Die drei Apartheiden unserer Zeit (Geld, Medizin, Lebensmittel).
Der sechste Newsletter (2021).
Liebe Freund*innen,
Grüße vom Schreibtisch des Tricontinental: Institute for Social Research.
In den ersten Monaten nachdem die Weltgesundheitsorganisation die Verbreitung des Coronavirus als Pandemie klassifiziert hatte, schrieb die indische Schriftstellerin Arundhati Roy von ihrer Hoffnung, dass die Pandemie ein «Portal, ein Tor zwischen einer Welt und der nächsten» sein würde. Sie hoffte, mit anderen Worten, dass die Welt ihre schwerwiegenden Probleme, die durch die Pandemie noch verschärft wurden, erkennen und dass es eine Öffnung hin zu einer Neuordnung der sozialen Strukturen geben würde. Nichts dergleichen ist möglich, solange der Klassencharakter der Staaten in der Mehrheit der Welt nicht verändert wird.
Die bloße Anerkennung des Problems wird an Orten wie den Vereinigten Staaten, Europa und den größeren Schwellenländern wie Brasilien und Indien zu keiner Einsicht führen. Tatsächlich hat sich im Laufe des letzten Jahres das Gegenteil gezeigt: Die herrschenden Klassen in diesen Ländern ziehen es vor, öffentliche Gelder zu verwenden, um das krisengeschüttelte und volksfeindliche kapitalistische System zu retten, statt es zu transformieren, um die Interessen der Mehrheit der Bevölkerung vor die Profite der Minderheit zu stellen.

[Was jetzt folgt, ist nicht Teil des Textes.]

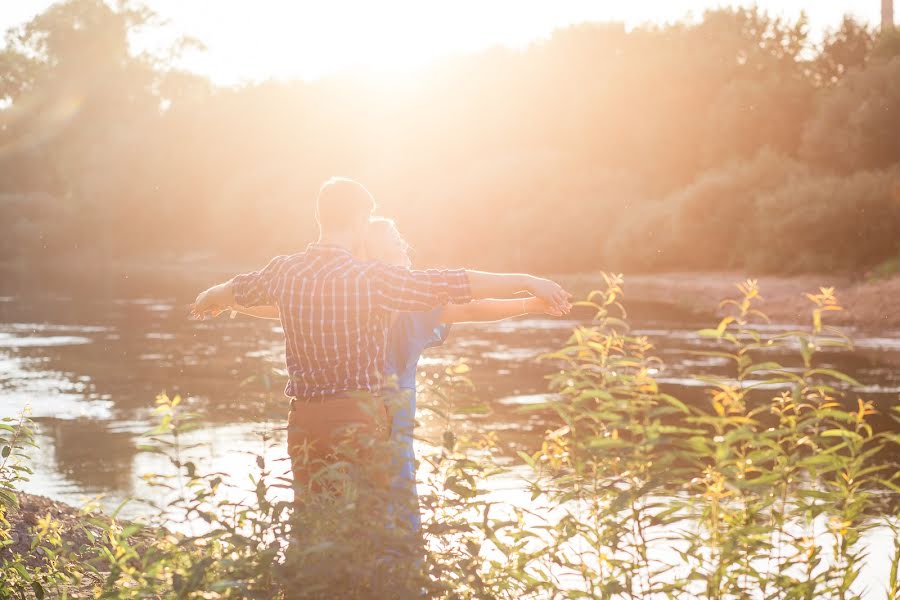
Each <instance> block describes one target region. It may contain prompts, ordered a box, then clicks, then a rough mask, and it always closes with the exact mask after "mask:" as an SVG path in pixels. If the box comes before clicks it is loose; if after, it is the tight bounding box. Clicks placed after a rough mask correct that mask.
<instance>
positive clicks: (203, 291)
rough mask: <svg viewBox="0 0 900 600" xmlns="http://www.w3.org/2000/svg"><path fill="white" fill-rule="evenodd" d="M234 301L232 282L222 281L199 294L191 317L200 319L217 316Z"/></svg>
mask: <svg viewBox="0 0 900 600" xmlns="http://www.w3.org/2000/svg"><path fill="white" fill-rule="evenodd" d="M233 302H234V296H233V293H232V291H231V282H228V283H220V284H219V285H216V286H213V287H211V288H209V289H208V290H205V291H203V292H200V293H199V294H198V295H197V299H196V300H194V303H193V304H192V305H191V317H193V318H195V319H200V320H203V319H205V318H207V317H217V316H219V315H220V314H222V312H224V311H226V310H228V309H229V307H230V306H231V304H233Z"/></svg>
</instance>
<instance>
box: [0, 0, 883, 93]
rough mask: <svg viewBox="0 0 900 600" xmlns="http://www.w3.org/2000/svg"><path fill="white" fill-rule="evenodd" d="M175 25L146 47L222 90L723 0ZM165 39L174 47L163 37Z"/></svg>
mask: <svg viewBox="0 0 900 600" xmlns="http://www.w3.org/2000/svg"><path fill="white" fill-rule="evenodd" d="M50 4H52V2H48V1H47V0H30V1H29V2H27V3H26V2H12V3H4V6H3V7H0V26H2V27H4V28H7V27H9V26H12V25H16V24H19V23H22V22H23V21H26V20H27V19H29V18H30V17H32V16H34V15H35V14H37V13H38V12H40V11H42V10H43V9H44V8H46V7H47V6H49V5H50ZM145 4H146V5H147V6H149V7H150V8H152V9H153V10H154V11H156V12H157V13H158V14H159V16H160V17H161V18H162V19H164V20H165V21H167V26H166V27H165V28H164V29H163V33H160V31H157V30H154V32H153V33H152V34H148V35H145V36H143V37H140V38H138V39H136V40H134V42H135V46H136V47H137V48H139V49H144V48H150V49H152V48H153V47H154V46H156V45H162V44H164V43H165V42H166V41H168V40H169V39H171V38H173V37H175V36H178V35H188V36H191V37H193V38H195V39H197V40H199V41H200V42H202V43H203V44H204V45H205V46H206V51H205V52H194V53H192V54H190V55H188V56H187V57H185V59H184V66H185V67H187V68H188V69H190V70H192V71H196V72H199V73H203V74H206V75H209V76H210V77H211V78H212V79H213V80H214V81H216V82H218V83H222V84H233V83H239V82H241V81H245V80H252V81H257V80H263V79H268V78H273V77H274V78H279V79H293V78H302V79H315V78H318V77H321V76H323V75H327V74H329V73H334V72H336V71H340V70H345V69H351V68H359V69H364V70H370V71H385V70H397V69H404V68H409V67H414V66H416V65H419V64H422V63H424V62H427V61H428V60H431V59H434V58H437V57H441V56H446V55H450V54H454V53H460V52H472V51H477V50H480V49H483V48H486V47H489V46H493V45H505V46H511V47H522V46H525V45H527V44H528V43H530V42H533V41H535V40H537V39H540V38H542V37H546V36H547V35H549V34H550V33H551V32H552V31H553V30H554V29H556V28H560V27H566V26H569V25H572V24H575V23H579V22H584V21H619V22H624V23H625V24H626V25H627V26H629V27H633V26H636V25H640V24H642V23H648V22H650V23H665V22H668V21H673V20H677V19H683V18H685V17H690V16H692V15H693V16H695V17H696V16H699V15H700V14H702V12H703V11H704V10H705V9H707V8H710V7H715V6H719V5H723V4H724V5H728V4H730V3H722V2H718V1H715V0H694V1H690V0H632V1H630V2H612V1H610V0H571V1H555V2H546V1H536V0H490V1H484V0H481V1H478V0H460V1H457V2H453V3H444V2H433V1H429V2H424V1H421V0H388V1H384V2H369V1H361V0H333V1H329V2H309V1H304V2H287V1H284V0H257V1H256V2H252V3H251V2H246V1H241V0H148V1H147V2H146V3H145ZM758 4H759V6H760V7H762V8H764V9H766V10H769V11H771V12H772V13H773V14H779V15H784V16H788V17H796V16H797V15H799V14H800V12H801V11H805V12H806V13H807V15H808V17H809V21H810V29H811V31H812V32H813V34H814V37H815V36H816V35H817V34H818V33H820V32H821V31H822V30H823V29H824V28H827V27H834V26H835V25H836V24H837V23H838V22H839V20H840V18H841V16H842V15H844V14H847V13H849V14H853V15H855V16H857V17H859V18H862V19H865V20H867V21H869V22H871V23H876V22H877V21H878V17H879V2H878V1H877V0H836V1H830V2H829V1H817V2H809V1H803V0H760V1H759V2H758ZM161 38H165V40H163V39H161Z"/></svg>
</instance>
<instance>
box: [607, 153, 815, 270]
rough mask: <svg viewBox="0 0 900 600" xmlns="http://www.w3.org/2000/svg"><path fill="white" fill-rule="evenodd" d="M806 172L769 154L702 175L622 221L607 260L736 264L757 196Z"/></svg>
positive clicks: (727, 264) (767, 153) (749, 225)
mask: <svg viewBox="0 0 900 600" xmlns="http://www.w3.org/2000/svg"><path fill="white" fill-rule="evenodd" d="M806 173H807V169H806V167H805V166H804V165H802V164H801V163H799V162H797V161H795V160H792V159H790V158H788V157H786V156H784V155H781V154H778V153H776V152H773V151H771V150H764V151H762V152H760V153H759V154H758V155H757V156H756V157H755V158H754V159H753V160H752V161H750V162H738V163H732V164H730V165H728V166H725V167H723V168H720V169H716V170H713V171H709V172H707V173H704V174H703V175H701V176H700V177H699V178H698V179H697V180H696V181H695V182H694V183H692V184H691V185H689V186H688V187H686V188H685V189H683V190H680V191H678V192H675V193H673V194H671V195H669V196H668V197H666V198H664V199H663V200H661V201H658V202H656V203H655V204H653V205H651V206H649V207H645V208H644V209H643V210H638V211H636V212H634V216H632V217H631V218H629V219H627V220H625V221H624V222H623V223H622V224H621V227H620V228H619V231H618V233H617V234H616V235H613V237H611V238H610V240H609V242H608V244H607V247H606V251H607V253H608V255H609V256H610V261H611V262H612V264H614V265H615V266H616V267H617V268H622V269H637V270H650V271H662V270H676V271H681V270H692V269H716V268H723V267H726V268H727V267H735V266H740V265H741V264H742V261H743V252H744V244H745V240H747V238H748V237H750V236H749V235H748V227H750V226H751V225H752V223H753V219H754V218H755V217H756V215H757V212H756V209H755V203H756V198H757V197H758V195H759V194H761V193H764V192H767V191H770V190H773V189H776V188H778V187H779V186H781V185H783V184H784V183H785V182H786V181H788V180H790V179H791V178H793V177H798V176H801V175H804V174H806ZM751 243H752V242H751Z"/></svg>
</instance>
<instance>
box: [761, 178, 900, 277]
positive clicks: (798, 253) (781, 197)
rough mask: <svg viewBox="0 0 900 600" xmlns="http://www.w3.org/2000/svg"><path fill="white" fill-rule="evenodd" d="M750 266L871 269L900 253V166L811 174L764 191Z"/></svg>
mask: <svg viewBox="0 0 900 600" xmlns="http://www.w3.org/2000/svg"><path fill="white" fill-rule="evenodd" d="M752 221H753V223H754V228H753V231H754V236H753V238H752V239H750V240H748V243H746V244H745V247H744V250H743V252H744V256H745V258H746V260H747V264H749V265H750V266H753V267H755V268H759V269H763V270H768V271H807V272H829V271H833V270H840V271H852V270H856V269H867V268H870V267H872V266H875V265H876V264H878V263H880V262H882V261H884V260H886V259H888V258H891V257H893V256H895V255H896V254H897V253H898V252H900V236H898V235H897V232H898V231H900V170H898V169H892V170H888V171H872V172H860V173H855V174H853V175H850V176H848V177H841V176H835V175H818V176H817V175H809V176H807V177H803V178H796V179H793V180H791V181H789V182H787V183H786V184H785V185H783V186H781V187H779V188H778V189H776V190H773V191H771V192H769V193H768V194H764V195H761V196H760V197H759V199H758V201H757V203H756V213H755V215H753V217H752Z"/></svg>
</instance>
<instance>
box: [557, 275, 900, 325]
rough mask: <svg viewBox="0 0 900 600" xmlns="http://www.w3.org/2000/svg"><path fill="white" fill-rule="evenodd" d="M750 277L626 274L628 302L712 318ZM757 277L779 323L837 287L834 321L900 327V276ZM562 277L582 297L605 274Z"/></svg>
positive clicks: (626, 281) (694, 275)
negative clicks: (720, 308) (871, 276)
mask: <svg viewBox="0 0 900 600" xmlns="http://www.w3.org/2000/svg"><path fill="white" fill-rule="evenodd" d="M749 277H751V276H750V275H748V274H746V273H738V272H712V273H660V274H647V275H628V274H626V275H625V286H624V290H625V303H626V306H627V304H628V302H639V303H658V304H660V305H662V306H670V307H672V308H676V309H679V310H683V311H687V312H690V313H692V314H695V315H697V316H699V317H704V318H709V317H712V316H714V315H717V314H720V311H719V307H718V303H719V301H720V300H721V299H724V298H730V297H735V296H737V295H739V292H738V291H737V288H736V287H735V284H737V283H739V282H742V281H744V280H746V279H748V278H749ZM757 279H758V280H759V288H760V296H761V300H760V302H759V305H758V308H759V309H760V310H762V311H763V312H764V313H766V314H767V315H768V316H769V318H770V319H771V320H772V322H773V323H798V324H803V323H807V322H808V321H809V319H810V310H811V303H810V301H809V300H808V299H807V298H806V296H805V295H804V294H806V293H813V292H817V291H818V290H819V288H820V287H834V288H835V294H836V296H837V298H838V301H839V303H840V304H841V306H843V307H844V310H843V311H840V312H835V313H831V314H829V315H828V322H829V323H831V324H833V325H840V326H843V327H852V328H855V329H858V330H860V331H864V332H870V333H873V332H878V333H883V332H885V331H893V330H900V275H894V276H892V277H888V278H884V279H878V280H858V279H852V278H850V277H848V276H846V275H837V276H835V275H796V276H775V275H769V276H763V277H758V278H757ZM559 280H560V282H561V283H563V285H566V286H567V287H569V289H571V290H572V292H573V293H575V294H576V296H579V297H582V296H584V295H585V294H587V293H588V292H589V291H590V290H592V289H597V288H601V287H603V278H602V276H601V275H600V274H599V273H583V274H578V275H561V276H559Z"/></svg>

Ein aktueller Bericht von Oxfam zeigt uns, dass «die zehn reichsten Männer der Welt ihr gemeinsames Vermögen seit Beginn der Pandemie um eine halbe Billion Dollar gesteigert haben — mehr als genug, um einen COVID-19-Impfstoff für alle zu bezahlen und sicherzustellen, dass niemand durch die Pandemie in die Armut getrieben wird». Anstatt dieses Geld für den Impfstoff und die Armutsbekämpfung zu verwenden, fließt das Geld in illegale Steueroasen und auf aufgeblähte Bankkonten. Impfstoff-Nationalismus und wachsende Hungersnot bestimmen die kapitalistische Gesellschaft.
Zur gleichen Zeit hat das sozialistische Projekt in China die absolute Armut während der Pandemie abgeschafft. Im November 2020 gaben die Behörden in der Provinz Guizhou im Südwesten Chinas bekannt, dass die letzten neun verarmten Landkreise von der Armutsliste gestrichen wurden, was bedeutet, dass nun alle 832 armen Landkreise des Landes aus der Armut gehoben wurden. In sieben Jahren ermöglichte die Politik in China 80 Millionen Menschen (etwa die gesamte Bevölkerung Deutschlands) den Weg aus der Armut; insgesamt haben sich in den Jahrzehnten seit der Revolution von 1949 rund 850 Millionen Chinesen aus der Armut befreit. Es gab drei Zielwerte für diese Transformation: Erstens, dass keine chinesische Familie mehr unterhalb der ländlichen Armutsgrenze leben würde; zweitens, dass das kommunistische Projekt die «zwei Sorgen» von Hunger und Kleidung beenden würde; drittens, dass der chinesische Staat die «drei Garantien» von Bildung, Gesundheitsversorgung und Unterkunft sicherstellen würde. All dies geschah auch während der Pandemie.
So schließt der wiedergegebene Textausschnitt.